Wagner Polistchuk admite que tem um gosto pouco convencional a um músico erudito: gosta de rock and roll. Confessa que muitas vezes, antes de ensaios ou concertos com a Orquestra Sinfônica do Estado de São Paulo, colocou o som em volume alto de alguns de seus ídolos roqueiros entre eles, Genesis e Supertramp, entre outros. De música popular, pouco ouve. Nem mesmo Roberto Carlos, com quem viajou no início da década de 80 com a turnê ''Emoções''. No entanto, ele deixa claro que como regente da Orquestra Sinfônica da Universidade Estadual de Londrina pretende mesmo continuar divulgando a música erudita. Mas faz uma ressalva: ''Tudo que for popular, mas não for popularesco eu topo''.
Em sua opinião, a orquestra deve estar voltada exclusivamente à difusão da música erudita? Digo isso porque há quem defenda uma aproximação maior da música popular...
Tudo que for popular, mas não for popularesco eu topo. Eu sou trombonista e comecei minha carreira dentro da música popular, toquei com Roberto Carlos, Simone, o grupo Rádio Táxi, toquei jazz... Então não tenho nada contra, mas dependendo da forma que se faz, dá para tocar música popular em qualquer lugar.
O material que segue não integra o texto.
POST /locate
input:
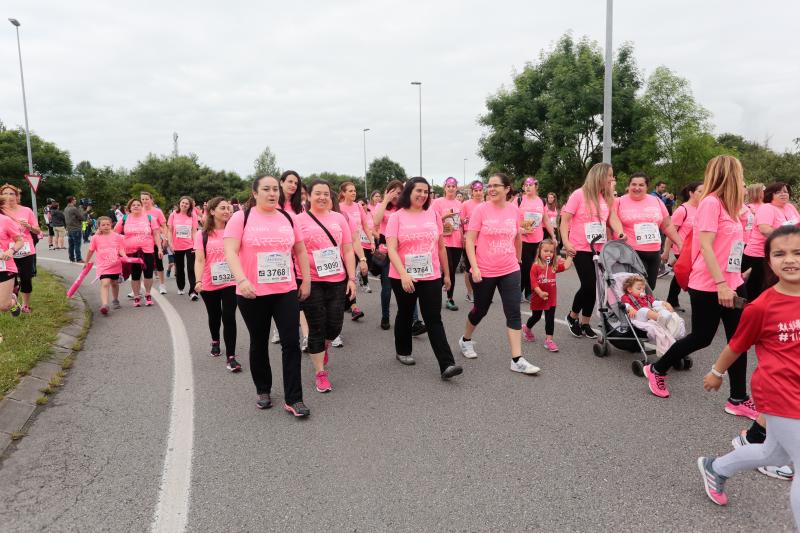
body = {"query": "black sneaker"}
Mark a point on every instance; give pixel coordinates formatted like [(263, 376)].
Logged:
[(233, 364), (574, 326), (588, 331), (297, 409), (264, 401)]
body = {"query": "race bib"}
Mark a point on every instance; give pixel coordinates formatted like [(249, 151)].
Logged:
[(419, 265), (183, 231), (594, 230), (274, 267), (534, 219), (23, 252), (646, 233), (220, 273), (735, 257), (328, 261)]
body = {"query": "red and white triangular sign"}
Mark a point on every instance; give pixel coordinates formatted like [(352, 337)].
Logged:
[(34, 180)]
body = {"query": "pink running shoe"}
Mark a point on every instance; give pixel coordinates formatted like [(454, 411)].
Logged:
[(746, 409), (656, 382), (323, 384), (527, 334)]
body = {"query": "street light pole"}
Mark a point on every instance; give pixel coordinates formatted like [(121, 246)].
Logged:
[(366, 187), (15, 22), (419, 84), (607, 84)]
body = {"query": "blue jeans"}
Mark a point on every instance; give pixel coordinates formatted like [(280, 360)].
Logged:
[(74, 239)]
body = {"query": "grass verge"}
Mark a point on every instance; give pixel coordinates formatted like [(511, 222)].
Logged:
[(28, 338)]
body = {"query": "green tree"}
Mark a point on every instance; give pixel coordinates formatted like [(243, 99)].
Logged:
[(266, 164), (49, 160), (381, 171)]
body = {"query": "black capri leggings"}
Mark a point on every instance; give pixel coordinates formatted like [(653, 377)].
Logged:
[(508, 286), (586, 296), (147, 268), (26, 271), (453, 259), (182, 256), (652, 261), (324, 309), (221, 308)]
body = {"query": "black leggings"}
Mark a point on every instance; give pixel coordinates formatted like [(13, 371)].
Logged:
[(508, 286), (221, 307), (147, 268), (706, 315), (549, 319), (529, 250), (186, 256), (26, 270), (586, 296), (324, 309), (257, 314), (652, 262), (429, 294), (453, 259)]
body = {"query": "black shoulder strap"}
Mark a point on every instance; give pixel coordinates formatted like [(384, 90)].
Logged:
[(328, 233)]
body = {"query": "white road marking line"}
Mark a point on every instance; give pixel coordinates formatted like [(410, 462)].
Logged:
[(172, 509)]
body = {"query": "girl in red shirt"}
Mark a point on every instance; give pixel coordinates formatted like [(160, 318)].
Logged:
[(543, 292), (771, 324)]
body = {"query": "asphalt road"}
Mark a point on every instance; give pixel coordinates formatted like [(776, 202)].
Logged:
[(582, 447)]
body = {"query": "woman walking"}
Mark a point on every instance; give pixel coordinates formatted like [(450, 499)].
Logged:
[(259, 243), (216, 285), (418, 261)]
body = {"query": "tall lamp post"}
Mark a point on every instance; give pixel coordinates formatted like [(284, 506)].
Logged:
[(15, 22), (366, 187), (607, 84), (419, 84)]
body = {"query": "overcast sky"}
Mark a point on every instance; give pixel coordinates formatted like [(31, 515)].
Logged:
[(111, 81)]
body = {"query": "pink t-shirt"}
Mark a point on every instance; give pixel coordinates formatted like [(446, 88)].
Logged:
[(683, 219), (23, 213), (728, 245), (359, 220), (641, 221), (532, 212), (106, 248), (585, 221), (495, 252), (9, 230), (181, 227), (324, 259), (442, 206), (265, 250), (138, 232), (215, 261), (417, 243), (774, 216)]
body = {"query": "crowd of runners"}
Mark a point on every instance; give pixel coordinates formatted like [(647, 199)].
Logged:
[(296, 254)]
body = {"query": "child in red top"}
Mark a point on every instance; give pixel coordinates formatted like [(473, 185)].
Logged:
[(543, 292), (772, 324)]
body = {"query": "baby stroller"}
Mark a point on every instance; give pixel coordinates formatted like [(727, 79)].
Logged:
[(614, 258)]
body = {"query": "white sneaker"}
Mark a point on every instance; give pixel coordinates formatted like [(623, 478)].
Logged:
[(467, 348), (524, 367)]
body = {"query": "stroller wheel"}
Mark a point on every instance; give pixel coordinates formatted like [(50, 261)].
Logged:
[(600, 349)]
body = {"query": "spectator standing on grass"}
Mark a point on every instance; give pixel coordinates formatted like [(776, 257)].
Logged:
[(74, 216)]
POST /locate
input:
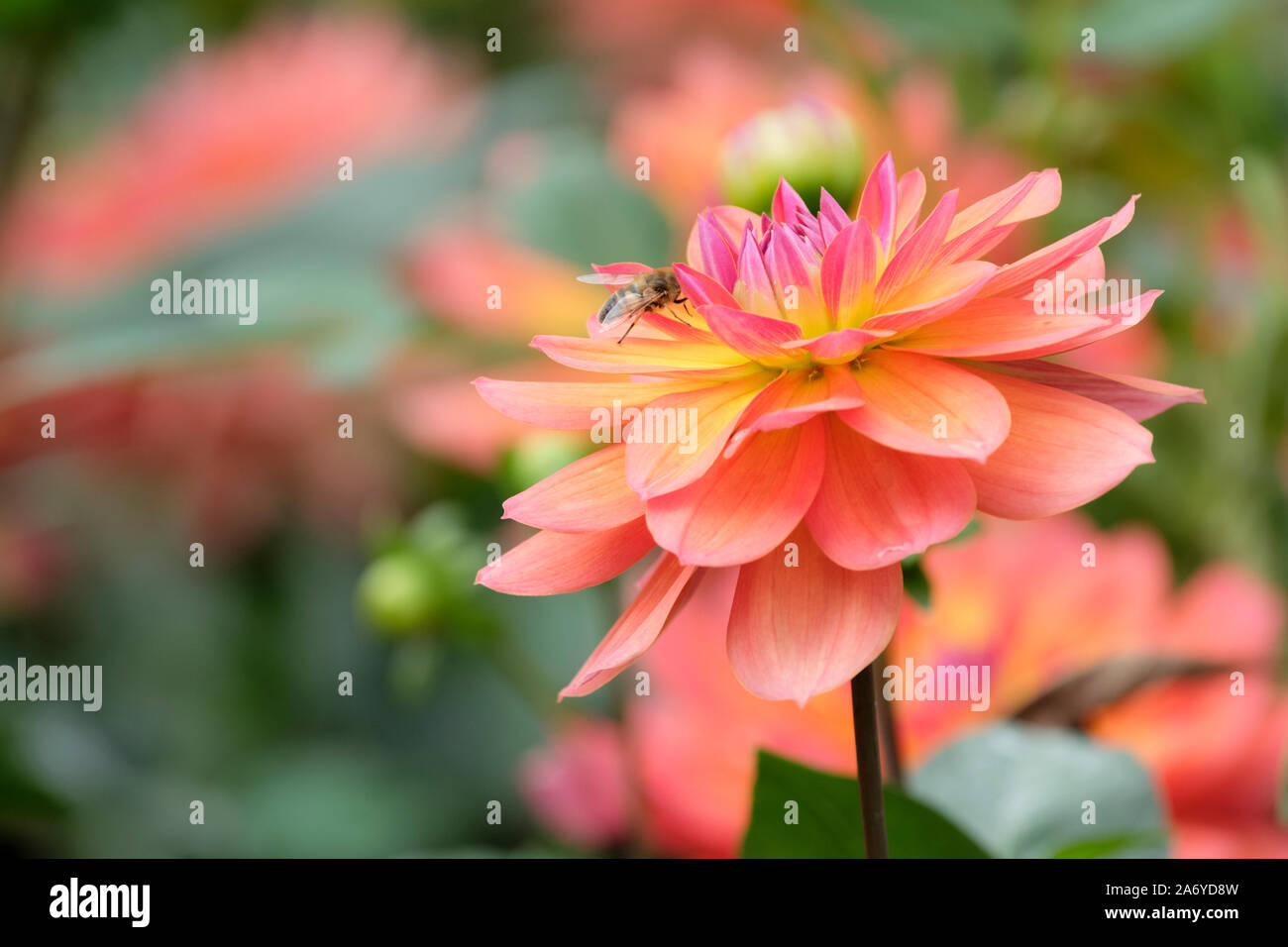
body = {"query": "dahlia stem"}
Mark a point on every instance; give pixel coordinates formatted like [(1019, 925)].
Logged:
[(889, 740), (867, 749)]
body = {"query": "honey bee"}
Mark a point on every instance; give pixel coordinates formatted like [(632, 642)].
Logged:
[(639, 292)]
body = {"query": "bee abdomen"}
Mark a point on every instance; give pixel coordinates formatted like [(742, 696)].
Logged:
[(608, 305)]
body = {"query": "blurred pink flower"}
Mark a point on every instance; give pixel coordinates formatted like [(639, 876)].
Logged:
[(231, 446), (231, 136), (1016, 596), (709, 90), (578, 785)]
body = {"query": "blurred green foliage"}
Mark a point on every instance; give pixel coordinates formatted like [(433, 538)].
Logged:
[(222, 684)]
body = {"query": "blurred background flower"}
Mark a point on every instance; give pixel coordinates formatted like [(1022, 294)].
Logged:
[(518, 170)]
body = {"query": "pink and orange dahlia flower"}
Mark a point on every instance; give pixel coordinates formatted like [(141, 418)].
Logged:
[(858, 388)]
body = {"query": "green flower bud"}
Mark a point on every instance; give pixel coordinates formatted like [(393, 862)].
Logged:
[(536, 458), (807, 142), (400, 592)]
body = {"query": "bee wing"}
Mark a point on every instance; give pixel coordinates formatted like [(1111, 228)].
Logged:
[(630, 305), (606, 278)]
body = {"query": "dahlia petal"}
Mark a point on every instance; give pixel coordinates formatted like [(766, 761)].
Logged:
[(754, 291), (713, 254), (588, 495), (983, 224), (1043, 263), (668, 325), (656, 467), (728, 222), (1063, 451), (1137, 308), (574, 405), (912, 193), (745, 505), (800, 630), (927, 406), (790, 264), (880, 202), (1090, 265), (797, 395), (876, 506), (1057, 333), (635, 356), (704, 290), (635, 630), (912, 260), (552, 564), (1136, 397), (997, 328), (787, 204), (840, 346), (944, 290), (831, 217), (759, 338), (848, 273)]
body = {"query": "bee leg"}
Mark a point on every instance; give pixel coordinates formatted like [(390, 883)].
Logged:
[(627, 331), (686, 302)]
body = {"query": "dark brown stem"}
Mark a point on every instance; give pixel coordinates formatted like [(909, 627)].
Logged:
[(867, 749), (889, 740)]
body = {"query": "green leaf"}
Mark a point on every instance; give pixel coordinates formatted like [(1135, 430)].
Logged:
[(828, 822), (1022, 791)]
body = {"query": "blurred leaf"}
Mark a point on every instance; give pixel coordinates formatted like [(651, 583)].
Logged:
[(982, 26), (1146, 30), (1108, 847), (1021, 789), (831, 823), (584, 210), (1072, 699)]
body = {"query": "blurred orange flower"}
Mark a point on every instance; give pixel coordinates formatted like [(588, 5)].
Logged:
[(1014, 596)]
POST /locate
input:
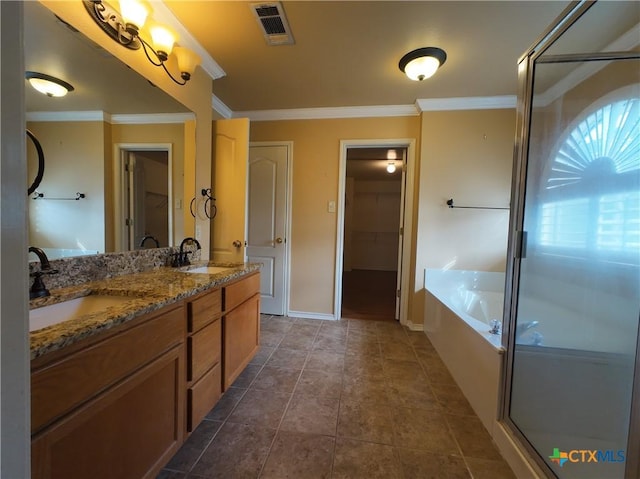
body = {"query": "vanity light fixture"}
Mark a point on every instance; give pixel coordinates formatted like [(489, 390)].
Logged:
[(422, 63), (48, 85), (125, 27)]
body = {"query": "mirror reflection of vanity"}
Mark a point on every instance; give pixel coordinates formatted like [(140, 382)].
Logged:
[(88, 136)]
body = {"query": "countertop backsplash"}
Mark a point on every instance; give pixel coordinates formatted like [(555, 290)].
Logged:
[(81, 269)]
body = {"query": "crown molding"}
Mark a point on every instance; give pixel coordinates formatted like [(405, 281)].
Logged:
[(133, 119), (585, 70), (328, 113), (151, 118), (163, 14), (68, 116), (219, 106), (467, 103)]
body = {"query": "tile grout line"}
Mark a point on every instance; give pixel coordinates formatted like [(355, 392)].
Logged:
[(286, 408), (231, 412)]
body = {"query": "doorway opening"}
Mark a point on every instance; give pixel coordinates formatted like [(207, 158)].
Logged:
[(143, 213), (371, 230)]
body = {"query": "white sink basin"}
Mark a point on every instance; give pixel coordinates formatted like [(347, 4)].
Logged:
[(57, 313), (208, 269)]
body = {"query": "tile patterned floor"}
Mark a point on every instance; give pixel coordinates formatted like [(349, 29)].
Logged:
[(343, 400)]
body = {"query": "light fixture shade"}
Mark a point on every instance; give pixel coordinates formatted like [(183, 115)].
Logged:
[(134, 12), (162, 38), (187, 61), (48, 85), (422, 63)]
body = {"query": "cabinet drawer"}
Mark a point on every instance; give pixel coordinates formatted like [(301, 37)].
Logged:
[(131, 430), (203, 395), (241, 338), (204, 309), (238, 292), (58, 387), (204, 349)]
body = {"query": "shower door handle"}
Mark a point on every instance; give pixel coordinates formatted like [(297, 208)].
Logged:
[(521, 245)]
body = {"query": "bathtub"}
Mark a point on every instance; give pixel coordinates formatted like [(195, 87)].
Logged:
[(459, 306), (475, 297)]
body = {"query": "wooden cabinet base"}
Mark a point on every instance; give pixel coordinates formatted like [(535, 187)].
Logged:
[(130, 431), (203, 395), (241, 338)]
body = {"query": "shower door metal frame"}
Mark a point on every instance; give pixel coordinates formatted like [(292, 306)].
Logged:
[(526, 70)]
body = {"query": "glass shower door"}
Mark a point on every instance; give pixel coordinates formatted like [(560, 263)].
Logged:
[(574, 338)]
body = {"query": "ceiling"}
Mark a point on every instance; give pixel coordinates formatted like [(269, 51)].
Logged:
[(101, 82), (347, 53)]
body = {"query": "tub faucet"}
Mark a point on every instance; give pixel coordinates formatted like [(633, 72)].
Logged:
[(496, 326), (38, 289), (181, 258), (153, 238)]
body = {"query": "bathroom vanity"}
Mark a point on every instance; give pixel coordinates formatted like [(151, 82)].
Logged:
[(115, 393)]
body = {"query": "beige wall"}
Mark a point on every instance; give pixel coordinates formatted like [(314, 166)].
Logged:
[(74, 161), (163, 133), (195, 95), (467, 156), (316, 155)]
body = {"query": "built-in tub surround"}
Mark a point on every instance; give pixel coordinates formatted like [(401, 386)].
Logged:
[(149, 291), (459, 306)]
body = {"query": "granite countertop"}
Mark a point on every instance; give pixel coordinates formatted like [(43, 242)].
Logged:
[(149, 291)]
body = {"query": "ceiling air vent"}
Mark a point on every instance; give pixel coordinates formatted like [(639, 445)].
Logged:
[(273, 23)]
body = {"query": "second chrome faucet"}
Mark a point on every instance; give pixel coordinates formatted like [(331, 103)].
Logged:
[(181, 258)]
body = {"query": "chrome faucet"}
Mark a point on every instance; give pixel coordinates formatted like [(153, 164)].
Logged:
[(38, 289), (146, 237), (181, 258)]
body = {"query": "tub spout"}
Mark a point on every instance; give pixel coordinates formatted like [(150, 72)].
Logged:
[(38, 289)]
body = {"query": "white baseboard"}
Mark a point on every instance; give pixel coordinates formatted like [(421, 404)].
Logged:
[(522, 465), (414, 326), (305, 315)]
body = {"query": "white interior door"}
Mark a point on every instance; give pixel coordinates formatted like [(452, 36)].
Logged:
[(267, 222)]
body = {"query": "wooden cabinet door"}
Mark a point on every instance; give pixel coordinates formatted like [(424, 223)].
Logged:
[(129, 431), (241, 331)]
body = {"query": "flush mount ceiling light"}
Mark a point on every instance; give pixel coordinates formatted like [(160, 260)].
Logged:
[(422, 63), (48, 85), (125, 27)]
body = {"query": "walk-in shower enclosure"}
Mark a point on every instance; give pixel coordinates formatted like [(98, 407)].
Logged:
[(572, 300)]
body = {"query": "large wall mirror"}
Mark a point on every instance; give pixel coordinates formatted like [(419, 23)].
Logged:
[(114, 148)]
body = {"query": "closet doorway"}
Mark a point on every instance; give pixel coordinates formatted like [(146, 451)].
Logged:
[(374, 190)]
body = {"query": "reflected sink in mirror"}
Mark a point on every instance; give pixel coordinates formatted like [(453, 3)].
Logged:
[(208, 269), (50, 315)]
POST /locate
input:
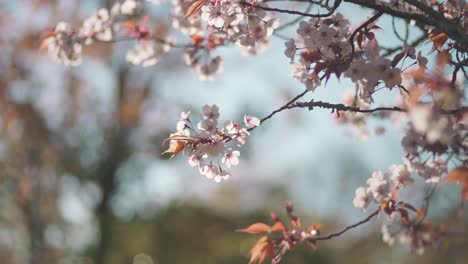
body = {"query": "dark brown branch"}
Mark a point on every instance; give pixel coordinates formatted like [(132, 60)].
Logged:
[(390, 51), (357, 30), (341, 107), (367, 219), (453, 30), (294, 12), (284, 107)]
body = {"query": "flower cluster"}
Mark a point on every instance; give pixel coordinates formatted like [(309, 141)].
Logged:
[(251, 30), (381, 185), (326, 48), (418, 234), (147, 53), (225, 22), (281, 237), (66, 45), (208, 144)]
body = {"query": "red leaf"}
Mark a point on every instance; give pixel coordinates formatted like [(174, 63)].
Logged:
[(438, 38), (394, 194), (407, 206), (359, 38), (460, 176), (397, 58), (256, 228), (404, 215), (278, 226), (370, 36), (195, 7), (262, 249), (420, 214)]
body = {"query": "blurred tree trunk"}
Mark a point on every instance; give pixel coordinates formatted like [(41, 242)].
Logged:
[(117, 152)]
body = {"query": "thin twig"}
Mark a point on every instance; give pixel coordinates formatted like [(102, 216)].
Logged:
[(284, 107), (367, 219), (294, 12)]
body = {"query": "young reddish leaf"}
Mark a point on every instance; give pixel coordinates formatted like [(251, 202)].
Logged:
[(407, 206), (313, 245), (177, 144), (316, 228), (359, 39), (420, 214), (195, 7), (438, 38), (278, 226), (311, 56), (394, 194), (459, 175), (262, 249), (46, 36), (296, 222), (175, 147), (397, 58), (256, 228), (404, 215)]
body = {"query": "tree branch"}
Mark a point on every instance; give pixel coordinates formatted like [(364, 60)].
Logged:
[(284, 107), (441, 23), (367, 219), (294, 12)]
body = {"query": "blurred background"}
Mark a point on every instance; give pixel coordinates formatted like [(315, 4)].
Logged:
[(82, 179)]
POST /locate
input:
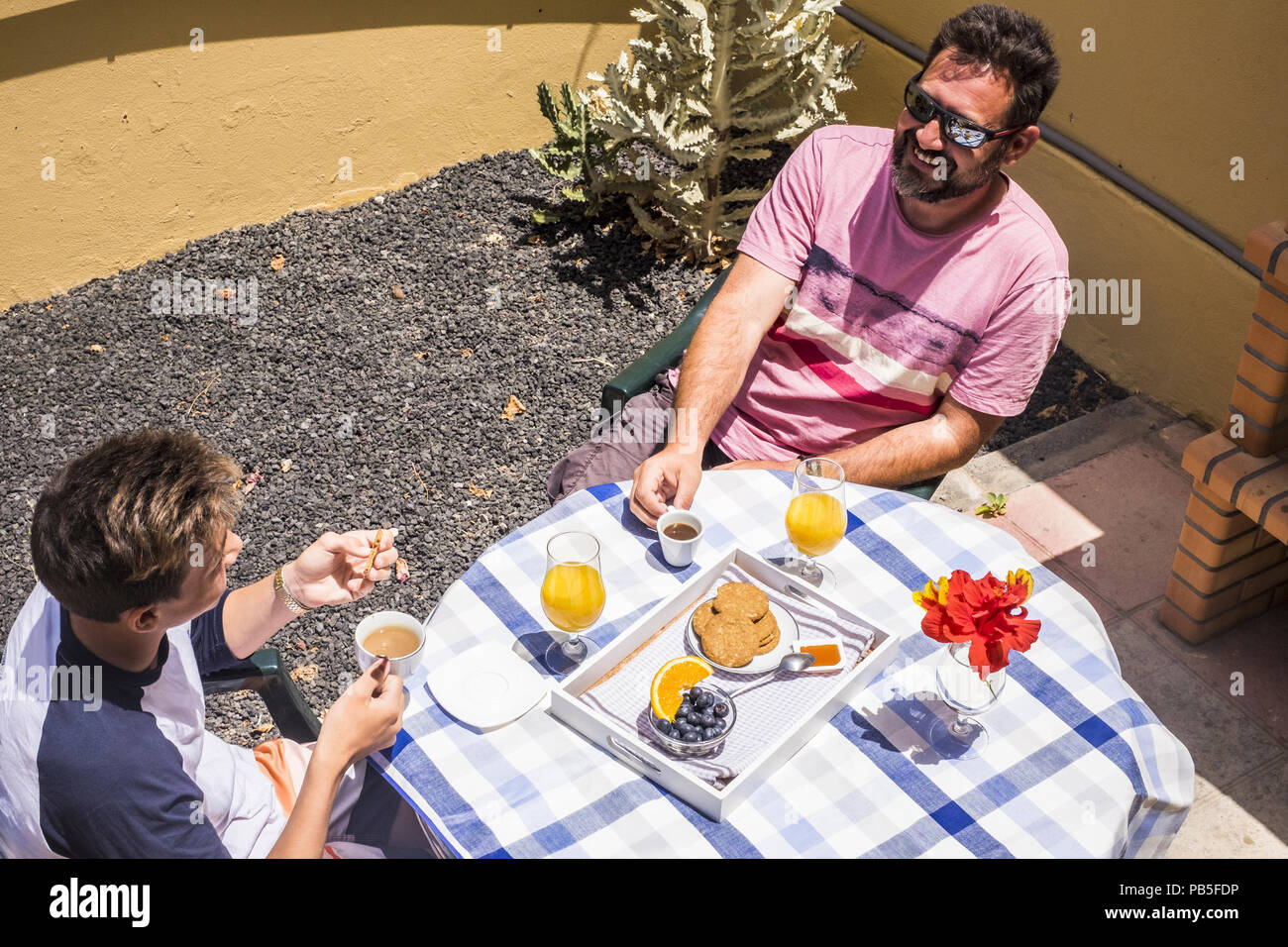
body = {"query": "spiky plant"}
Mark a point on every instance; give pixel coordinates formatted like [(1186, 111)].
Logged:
[(580, 151), (721, 80)]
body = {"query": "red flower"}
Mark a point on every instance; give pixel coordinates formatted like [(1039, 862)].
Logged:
[(982, 611)]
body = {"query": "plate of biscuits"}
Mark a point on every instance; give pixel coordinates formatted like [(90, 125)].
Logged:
[(741, 630)]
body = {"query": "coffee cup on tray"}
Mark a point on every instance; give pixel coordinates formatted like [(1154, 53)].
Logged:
[(679, 532)]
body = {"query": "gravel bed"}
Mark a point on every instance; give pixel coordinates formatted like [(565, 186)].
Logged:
[(377, 368)]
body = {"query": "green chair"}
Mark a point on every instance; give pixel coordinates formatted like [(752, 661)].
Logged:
[(263, 673), (638, 376)]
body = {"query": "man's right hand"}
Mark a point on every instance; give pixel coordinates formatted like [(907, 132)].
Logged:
[(668, 476), (366, 716)]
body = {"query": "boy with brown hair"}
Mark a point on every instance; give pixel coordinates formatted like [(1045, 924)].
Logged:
[(132, 545)]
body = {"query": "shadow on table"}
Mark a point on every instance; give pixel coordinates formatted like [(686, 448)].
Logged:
[(898, 715)]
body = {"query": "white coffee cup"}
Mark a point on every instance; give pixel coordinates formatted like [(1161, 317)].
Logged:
[(678, 552), (402, 667)]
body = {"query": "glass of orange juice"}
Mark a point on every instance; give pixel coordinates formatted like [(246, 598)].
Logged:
[(816, 518), (572, 596)]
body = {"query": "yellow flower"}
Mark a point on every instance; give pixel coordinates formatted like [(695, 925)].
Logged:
[(932, 594), (1020, 578)]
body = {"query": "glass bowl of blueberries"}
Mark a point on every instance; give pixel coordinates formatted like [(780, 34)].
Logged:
[(704, 718)]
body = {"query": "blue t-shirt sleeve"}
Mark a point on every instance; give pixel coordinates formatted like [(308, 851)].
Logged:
[(114, 789), (207, 639)]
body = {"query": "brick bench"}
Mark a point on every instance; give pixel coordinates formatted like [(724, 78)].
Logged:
[(1232, 561)]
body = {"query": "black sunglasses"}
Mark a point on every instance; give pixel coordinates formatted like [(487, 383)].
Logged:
[(961, 131)]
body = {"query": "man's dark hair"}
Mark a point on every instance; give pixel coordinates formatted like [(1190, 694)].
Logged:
[(115, 528), (1009, 43)]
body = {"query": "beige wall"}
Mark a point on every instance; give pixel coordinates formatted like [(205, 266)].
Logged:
[(155, 145), (1196, 303)]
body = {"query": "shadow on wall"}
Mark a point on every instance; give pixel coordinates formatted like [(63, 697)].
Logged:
[(89, 30)]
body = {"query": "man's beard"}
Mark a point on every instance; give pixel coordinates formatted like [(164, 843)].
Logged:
[(917, 187)]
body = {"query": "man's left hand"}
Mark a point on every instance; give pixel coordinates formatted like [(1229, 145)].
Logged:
[(330, 571)]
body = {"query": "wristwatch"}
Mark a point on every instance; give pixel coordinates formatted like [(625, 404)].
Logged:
[(286, 596)]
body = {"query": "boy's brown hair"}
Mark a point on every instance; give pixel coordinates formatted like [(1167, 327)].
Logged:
[(120, 527)]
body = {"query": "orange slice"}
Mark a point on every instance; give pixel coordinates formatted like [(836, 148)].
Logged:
[(673, 680)]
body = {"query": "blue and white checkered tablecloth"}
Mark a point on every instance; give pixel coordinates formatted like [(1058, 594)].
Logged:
[(1077, 764)]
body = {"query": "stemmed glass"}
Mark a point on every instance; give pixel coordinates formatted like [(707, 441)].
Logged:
[(572, 596), (815, 518), (965, 692)]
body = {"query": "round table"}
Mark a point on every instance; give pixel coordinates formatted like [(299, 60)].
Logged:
[(1077, 764)]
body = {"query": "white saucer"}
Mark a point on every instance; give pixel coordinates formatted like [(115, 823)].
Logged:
[(787, 634), (487, 685)]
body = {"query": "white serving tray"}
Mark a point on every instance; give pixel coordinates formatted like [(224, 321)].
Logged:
[(648, 758)]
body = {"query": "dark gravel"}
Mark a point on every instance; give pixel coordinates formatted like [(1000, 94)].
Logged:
[(387, 403)]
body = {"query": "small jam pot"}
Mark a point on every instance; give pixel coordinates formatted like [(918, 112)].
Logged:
[(828, 655)]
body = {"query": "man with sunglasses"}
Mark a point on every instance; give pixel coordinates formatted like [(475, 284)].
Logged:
[(890, 304)]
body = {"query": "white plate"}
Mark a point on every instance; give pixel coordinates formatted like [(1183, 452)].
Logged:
[(787, 635), (487, 685)]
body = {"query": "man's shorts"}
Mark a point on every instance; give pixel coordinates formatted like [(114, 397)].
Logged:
[(369, 818)]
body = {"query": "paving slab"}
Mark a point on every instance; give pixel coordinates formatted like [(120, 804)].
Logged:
[(1113, 521), (1248, 663), (1248, 821), (1107, 611), (1176, 437)]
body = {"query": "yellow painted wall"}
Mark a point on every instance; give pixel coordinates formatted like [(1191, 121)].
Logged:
[(1172, 91), (155, 145)]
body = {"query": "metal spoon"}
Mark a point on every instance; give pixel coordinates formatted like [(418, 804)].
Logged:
[(794, 661)]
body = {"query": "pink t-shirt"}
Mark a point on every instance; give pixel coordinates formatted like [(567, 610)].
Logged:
[(888, 318)]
Em outras palavras, a Osuel vai se inclinar principalmente para a música erudita, é isso?
Principalmente, mas não exclusividade.
Além da falta de profissionalismo, o que o senhor não vai admitir em hipótese nenhuma em relação aos músicos da orquestra?
Bem, todo mundo me conhece como trombonista e esse é meu primeiro grande passo dentro da carreira de maestro, de regente titular. Tenho muito coisa a aprender, mas também trago muita coisa que aprendi numa orquestra tocando trombone. E na primeira conversa que tive com os músicos deixei bem claro que quero ser respeitado assim como vou respeitá-lo. Ou seja, trabalhar num ambiente de total respeito.
Você aparentemente é uma pessoa centrada equilibrada, mas também meio linha dura.
A parte artística estará em minhas mãos, então se eu quiser elevar o nível vou ter que ser um pouco linha dura quando for necessário.
Você só ouve música erudita?
Não!
Quais seus gostos musicais, por exemplo?
Quando vou para os concertos da Orquestra, em São Paulo, escuto rock antigo. Por exemplo Genesis, Supertramp, Yes, Alan Parsons eu escuto bastante... Vou com o volume a toda e chego na orquestra com outro som no ouvido.
Um maestro roqueiro?
É eu curto muito.
E música popular brasileira?
Escuto pouco. Escuto em casa uma rádio em São Paulo que só toca música brasileira. Rock é o que mais gosto.
Mas nem Roberto Carlos, com quem trabalhou?
(risos) Não.
Cinema!
Adoro ficção. Gosto da série ''Guerra nas Estrelas'', é desse tipo de filme que eu gosto.
Literatura!
Gosto muito de literatura esotérica. Li pouca coisa do Paulo Coelho, mas gosto um pouco. Li ''O Cavalo de Tróia'' (J.J.Benitez) e ''Profecias Celestinas'' (James Redfield)
Você é religioso?
Eu sou à minha maneira. Sou evangélico luterano, mas trabalhei muito tempo com adventistas, fui regente de uma banda no Instituto Adventista. Mas tenho meu jeito de ser. O fato de fazer o bem e não fazer o mal às pessoas já é uma religião.
Alguma superstição antes de subir num palco?
Eu sempre lembro muito do maestro Eleazar de Carvalho, meu primeiro regente, que entrava firme no palco, como se fosse marcando território. E com muita concentração.